Jun 28, 2012

Anything you find out in Google in 20 seconds shouldn’t be asked in interview!!


Rethinking entrance process for higher education 

University entrance interview, a day in a life of aspiring students, which is going to play an instrumental role in deciding their future course of life, on this occasion one has to be very careful to ask the right questions, and to assess the candidates holistically. Even in that short period of interview candidates should be judged not only on technical grounds but on many more qualitative parameters as well, like their tenacity to learn, adaptability to new environment, receptiveness to new thoughts, respect to righteousness, having courage to put forth their ideas in which they believe, an ever questioning and inquisitive mind etc. different institutes use different mix of these and many other parameters to identify the right minds for their institutes and universities. Good news is that today institution’s focus is already started shifting from simply technical and quantitative aspects to perceptual, analytical and other qualitative aspects of candidate’s persona in the academic interview process.

Still many prominent educational institutes have apparently not been able to embrace the pleasant change which new information age is providing today. They still seem to be caught in the same old technical assessment issues when it comes to academic entrance process. Still asking basic technical and quantitative questions like it’s a quiz show running instead of an interview. For instance; questions like “Who conceptualised Garden City?” or “what are the sources of municipal finance?” or “What are the main elements/ components of so and so?” or “what do you know about such and such thing?” are wrong questions to ask today. Who designed what in which city in which year in which architectural style, how does it matter here, who cares? Asking such questions to a kid already or soon to be laced with smart-phone is irrelevant these days. Right question to ask are “How relevant you think is the garden city concept today?” (Explain the concept first, even if you have to), “What do you think can be possible innovative sources of income for a municipal body?” (no matter how bizarre is the answer, let’s face it) what are the takeaways from that architectural style (show them the images even if you have to, even if they don’t know a bit about that building or that architect), ask them about their perception, what do they think what’s so great or ugly about that design without being judgmental or biased, how relevant is that design today and so on.

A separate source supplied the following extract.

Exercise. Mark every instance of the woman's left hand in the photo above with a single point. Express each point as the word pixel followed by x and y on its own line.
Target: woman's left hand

When they have all the quantitative information at their fingertips through internet, social and professional networking and all, they can’t afford to memorize encyclopedia of architecture or planning to get admission in architecture or planning institute, there is no need to do that. These new breed of candidates should be rather judged on their aptitude to analytically infer and logically translate the available information for a better world. They should be judged on their apparent intensity and inclination to learn rather than memorizing capability. After all they will be here in institute for few months or years, so they can always be taught those technical aspects they don’t know yet, but these technical and factual questions are no ground to judge their capabilities, no ground to accept or to reject them at this point of time.